Ironically, these were some of the best times of my life. Not because of the loot, but because of the camaraderie and humor fostered amongst my coworkers, bright and charismatic beings all. Many of us were young and sensitive, passionate, genuinely critical thinkers. We were forging our own styles through the form and content of books and music -- seductively shiny packaging our siren song. The older folks were mostly liberal and young at heart -- we were a de facto family of sorts. There was sometimes drama or high dudgeon, never malice. We would often work on holidays, and would have Thanksgiving or Christmas dinner in the workroom, with food and communal sharing of the pipe in the staff toilet (the secret to stemming the odor problem was to exhale into the commode as you were flushing, and supposedly the smoke would be sucked down). Everyone was there because they enjoyed the work -- they had to be. (That was before the rot set in.) It's funny, at one point we were having a staff meeting at the local pub across the street. The store manager, with ultra-serious affect, brought up a customer complaint. Someone knew someone else who thought that they had heard one of the employees at the front counter complain that the company CEO was a "cheap Jew." This was hilarious. Not because the remark, if it had been made, was in any way funny. But because it was patently impossible that anyone on our staff of educated, measured-in-their-comments folks would have ever said such a thing. It was purely a case of Chinese whispers.

Becoming more and more reckless in my adventures, I knew the jig would soon be up, but was in a state of denial. Arriving to work one day, I was greeted by a passel of security. They were there with evidence of my crimes and my walking papers. The confession was signed admitting certain things, but it was oh-so-carefully worded. Jail-time was perilously close, but ultimately avoided. Walking the plank, i.e. out of the store, there was a certain numbness mixed with pride and a prick of shame. I met a friend for lunch - mango burgers at the local diner. A year later, I was satisfied to hear through the grapevine that the patronizing security guard who had sealed my fate was hoist by his own petard -- sacked for being caught on camera in a nightly workroom jack-off session. A two-way mirror alone is no guarantee of protection. Let he who is without sin cast the first stone.

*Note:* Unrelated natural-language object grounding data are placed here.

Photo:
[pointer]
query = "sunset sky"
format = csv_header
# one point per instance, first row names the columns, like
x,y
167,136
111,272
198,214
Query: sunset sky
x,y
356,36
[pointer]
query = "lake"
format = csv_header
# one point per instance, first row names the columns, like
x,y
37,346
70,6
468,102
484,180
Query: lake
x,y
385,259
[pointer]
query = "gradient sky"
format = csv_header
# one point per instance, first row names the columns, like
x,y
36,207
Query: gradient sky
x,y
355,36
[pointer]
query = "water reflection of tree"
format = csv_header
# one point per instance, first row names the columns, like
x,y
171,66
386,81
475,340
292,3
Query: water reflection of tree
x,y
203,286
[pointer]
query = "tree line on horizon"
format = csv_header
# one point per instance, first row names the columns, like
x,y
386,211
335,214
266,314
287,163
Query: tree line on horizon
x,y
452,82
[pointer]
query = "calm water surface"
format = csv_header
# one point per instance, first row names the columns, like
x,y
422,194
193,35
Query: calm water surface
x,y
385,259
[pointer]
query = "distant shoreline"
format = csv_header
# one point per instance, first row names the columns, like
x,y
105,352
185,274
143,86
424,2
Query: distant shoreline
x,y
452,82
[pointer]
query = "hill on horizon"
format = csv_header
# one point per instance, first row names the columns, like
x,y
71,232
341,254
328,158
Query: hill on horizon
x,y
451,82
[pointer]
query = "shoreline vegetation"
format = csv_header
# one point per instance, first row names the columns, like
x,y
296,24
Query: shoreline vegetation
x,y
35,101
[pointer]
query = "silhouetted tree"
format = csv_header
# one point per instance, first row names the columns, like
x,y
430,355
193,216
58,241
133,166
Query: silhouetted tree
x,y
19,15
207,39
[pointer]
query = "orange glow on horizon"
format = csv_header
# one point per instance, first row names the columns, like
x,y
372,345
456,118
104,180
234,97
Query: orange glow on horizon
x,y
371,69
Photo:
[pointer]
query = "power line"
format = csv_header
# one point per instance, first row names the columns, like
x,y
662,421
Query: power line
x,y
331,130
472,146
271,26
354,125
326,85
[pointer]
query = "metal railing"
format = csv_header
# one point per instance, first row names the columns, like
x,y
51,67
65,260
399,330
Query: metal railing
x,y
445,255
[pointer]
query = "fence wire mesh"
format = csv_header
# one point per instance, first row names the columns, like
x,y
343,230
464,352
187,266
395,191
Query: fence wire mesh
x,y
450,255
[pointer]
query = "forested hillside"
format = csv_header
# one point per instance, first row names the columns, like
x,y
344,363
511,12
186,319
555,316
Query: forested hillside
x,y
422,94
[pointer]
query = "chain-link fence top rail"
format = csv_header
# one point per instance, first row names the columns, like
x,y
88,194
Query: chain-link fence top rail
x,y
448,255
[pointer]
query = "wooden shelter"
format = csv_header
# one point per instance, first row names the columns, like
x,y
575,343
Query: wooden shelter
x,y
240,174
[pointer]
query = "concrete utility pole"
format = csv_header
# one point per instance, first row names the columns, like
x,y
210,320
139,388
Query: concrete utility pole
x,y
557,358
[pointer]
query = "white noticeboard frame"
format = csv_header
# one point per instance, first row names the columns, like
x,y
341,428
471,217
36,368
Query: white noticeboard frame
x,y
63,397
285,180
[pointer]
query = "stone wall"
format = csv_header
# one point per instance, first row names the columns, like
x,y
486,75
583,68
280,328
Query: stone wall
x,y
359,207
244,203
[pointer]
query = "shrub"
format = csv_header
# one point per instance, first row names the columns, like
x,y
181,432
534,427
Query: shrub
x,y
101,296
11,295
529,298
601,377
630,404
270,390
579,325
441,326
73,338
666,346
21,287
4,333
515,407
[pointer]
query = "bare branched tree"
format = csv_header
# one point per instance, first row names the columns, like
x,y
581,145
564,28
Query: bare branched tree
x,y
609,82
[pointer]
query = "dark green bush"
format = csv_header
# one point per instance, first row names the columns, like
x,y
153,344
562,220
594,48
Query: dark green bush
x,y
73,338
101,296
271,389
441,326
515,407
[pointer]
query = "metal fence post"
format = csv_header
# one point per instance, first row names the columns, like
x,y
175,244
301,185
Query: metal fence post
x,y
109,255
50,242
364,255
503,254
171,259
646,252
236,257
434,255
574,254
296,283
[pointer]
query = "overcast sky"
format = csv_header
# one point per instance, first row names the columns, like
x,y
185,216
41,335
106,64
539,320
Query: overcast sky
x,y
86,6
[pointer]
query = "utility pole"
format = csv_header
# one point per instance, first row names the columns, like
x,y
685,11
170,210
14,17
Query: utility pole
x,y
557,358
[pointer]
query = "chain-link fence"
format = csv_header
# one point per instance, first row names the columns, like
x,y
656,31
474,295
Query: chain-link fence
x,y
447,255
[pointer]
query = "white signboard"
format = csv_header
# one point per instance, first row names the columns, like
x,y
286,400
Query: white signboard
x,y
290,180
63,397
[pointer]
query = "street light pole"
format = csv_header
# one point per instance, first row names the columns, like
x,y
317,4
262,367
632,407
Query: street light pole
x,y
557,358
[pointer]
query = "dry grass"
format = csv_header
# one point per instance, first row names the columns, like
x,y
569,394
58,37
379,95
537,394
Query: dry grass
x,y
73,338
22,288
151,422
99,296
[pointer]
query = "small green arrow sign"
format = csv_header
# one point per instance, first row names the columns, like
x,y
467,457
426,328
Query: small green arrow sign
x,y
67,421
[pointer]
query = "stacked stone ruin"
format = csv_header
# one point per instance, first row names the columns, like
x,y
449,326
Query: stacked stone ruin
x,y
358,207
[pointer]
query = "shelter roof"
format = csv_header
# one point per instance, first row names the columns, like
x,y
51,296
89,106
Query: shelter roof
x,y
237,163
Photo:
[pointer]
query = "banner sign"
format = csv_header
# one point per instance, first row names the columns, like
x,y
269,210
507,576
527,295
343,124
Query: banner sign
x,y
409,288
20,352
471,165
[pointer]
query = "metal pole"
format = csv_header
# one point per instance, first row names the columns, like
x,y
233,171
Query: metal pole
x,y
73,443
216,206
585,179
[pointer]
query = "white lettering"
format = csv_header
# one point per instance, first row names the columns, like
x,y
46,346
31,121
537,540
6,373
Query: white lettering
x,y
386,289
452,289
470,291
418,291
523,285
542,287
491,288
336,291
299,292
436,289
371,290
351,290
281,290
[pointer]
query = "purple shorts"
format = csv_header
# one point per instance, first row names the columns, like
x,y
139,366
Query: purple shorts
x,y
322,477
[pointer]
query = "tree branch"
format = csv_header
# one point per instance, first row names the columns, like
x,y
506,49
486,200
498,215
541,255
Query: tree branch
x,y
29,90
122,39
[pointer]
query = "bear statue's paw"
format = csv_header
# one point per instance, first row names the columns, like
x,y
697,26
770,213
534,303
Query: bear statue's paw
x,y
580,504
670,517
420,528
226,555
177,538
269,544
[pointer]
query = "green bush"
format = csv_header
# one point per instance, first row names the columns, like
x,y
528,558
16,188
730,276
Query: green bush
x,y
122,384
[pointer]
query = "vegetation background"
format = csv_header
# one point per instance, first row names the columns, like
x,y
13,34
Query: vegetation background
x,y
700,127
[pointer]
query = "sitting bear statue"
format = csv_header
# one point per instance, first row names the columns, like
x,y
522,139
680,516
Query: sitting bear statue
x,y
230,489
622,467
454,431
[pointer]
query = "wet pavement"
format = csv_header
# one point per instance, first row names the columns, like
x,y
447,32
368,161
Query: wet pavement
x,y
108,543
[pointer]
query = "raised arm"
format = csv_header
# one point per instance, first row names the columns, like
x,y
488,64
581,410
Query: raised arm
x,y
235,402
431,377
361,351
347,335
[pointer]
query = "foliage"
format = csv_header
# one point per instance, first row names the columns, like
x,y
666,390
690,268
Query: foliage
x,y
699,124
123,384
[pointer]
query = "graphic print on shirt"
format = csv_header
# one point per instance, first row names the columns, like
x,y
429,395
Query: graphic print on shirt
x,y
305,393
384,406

Now, on one of my daily sallies to a venerable German book retailer, I watch as a male customer blithely scoops into his hand the contents of the bathroom attendant's tip jar. Mouth agape, I look around to see if anyone has cottoned to this fact. In true Berlin fashion, everyone is minding their own goddamn business. If they had seen it, I doubt anyone would have said anything, either. It's a bustling setting, too, gemuetlich, folks ensconced in leather chairs, tucked into novels or tucking into their kuechen. The bells of a snow-encrusted Kaiser Wilhelm church, right across the way, clang comfortingly.

Flanked on either side by the stacks of books I've been perusing, as I turn to go, I reach out to insert them into my bag, open-zippered like a hungry black maw. I stop myself in my tracks. Hovering in a giddy mental space of momentary uncertainty, I feel like a housewife about to pop her first valium. Then it's back to earth as I realize in a millisecond where my property ends and the store's begins. I zip up my bag, locking inside the strong gravity, the pull of kleptomania (never ever stronger than the possibility of imprisonment in a foreign country), and walk out briskly, relieved, welcoming the sobering winter air into my lungs.